I am able to exract the Mesh outline, and create surfaces easily with Rhino3D. Problem is that this Enterprise model has a bazillion parts and a lot of those parts could be one long one part. D-Whale is right, with good resource material, one could make a "Paper Model" easier. To be honest, with all the conversions I would have to do to make any of his models to get able to be made into paper, it would no longer be his model. There wouldn't be a line left from his render. His 3D models are superb renders, and if he had a Vengeance, it would make a good source of material for an other than Paper model. I downloaded and installed Blender, just to convert the file into a STL file to read it, as an .obj file, it was horrid. As an .stl, it was beautiful!
I found Blender to be as unintuitive as ever though. It took me 5 minutes to figure out how to export the model into a .stl format!
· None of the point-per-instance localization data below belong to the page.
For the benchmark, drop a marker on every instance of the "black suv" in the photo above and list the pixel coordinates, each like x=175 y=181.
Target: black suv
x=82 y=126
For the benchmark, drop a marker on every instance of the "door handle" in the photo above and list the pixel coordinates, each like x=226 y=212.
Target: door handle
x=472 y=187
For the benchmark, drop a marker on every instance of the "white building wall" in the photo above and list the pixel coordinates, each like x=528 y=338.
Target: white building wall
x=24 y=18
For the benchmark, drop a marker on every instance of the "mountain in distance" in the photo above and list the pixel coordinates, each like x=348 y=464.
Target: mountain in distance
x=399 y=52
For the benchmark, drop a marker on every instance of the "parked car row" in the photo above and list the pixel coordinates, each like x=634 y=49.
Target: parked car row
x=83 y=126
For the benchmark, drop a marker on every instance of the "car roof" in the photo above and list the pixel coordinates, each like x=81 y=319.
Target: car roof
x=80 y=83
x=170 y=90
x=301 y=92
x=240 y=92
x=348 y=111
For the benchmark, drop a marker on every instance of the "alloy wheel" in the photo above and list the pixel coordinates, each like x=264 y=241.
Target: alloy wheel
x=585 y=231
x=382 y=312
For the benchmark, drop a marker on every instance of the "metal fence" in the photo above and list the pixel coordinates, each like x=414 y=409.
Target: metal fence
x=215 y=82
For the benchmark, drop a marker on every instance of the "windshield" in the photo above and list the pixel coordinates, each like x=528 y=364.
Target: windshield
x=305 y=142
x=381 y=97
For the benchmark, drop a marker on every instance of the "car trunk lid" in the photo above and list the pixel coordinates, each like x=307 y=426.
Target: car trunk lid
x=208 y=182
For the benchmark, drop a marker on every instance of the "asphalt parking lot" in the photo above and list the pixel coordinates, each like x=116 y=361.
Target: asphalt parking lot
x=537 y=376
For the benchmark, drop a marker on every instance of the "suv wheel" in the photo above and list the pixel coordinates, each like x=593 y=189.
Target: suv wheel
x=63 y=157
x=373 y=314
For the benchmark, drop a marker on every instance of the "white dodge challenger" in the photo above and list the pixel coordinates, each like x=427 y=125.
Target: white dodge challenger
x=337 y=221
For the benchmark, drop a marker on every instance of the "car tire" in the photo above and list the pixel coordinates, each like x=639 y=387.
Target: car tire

Lots of work and too many compound angles. If you are working with clay, wood, or some other more malleable, sand-able material, these files could be invaluable in helping reproduce an excellent model. For paper, I think it would be too much. Just my opinion. Paper models really have to be designed with the intent of the model being made into paper to get the best results. This guy knows Blender really well though, especially being able to produce such exquisite renders. This is all just my personal opinion and I hope to not to have offended anyone. For some reason, I get in trouble when I state my opinion?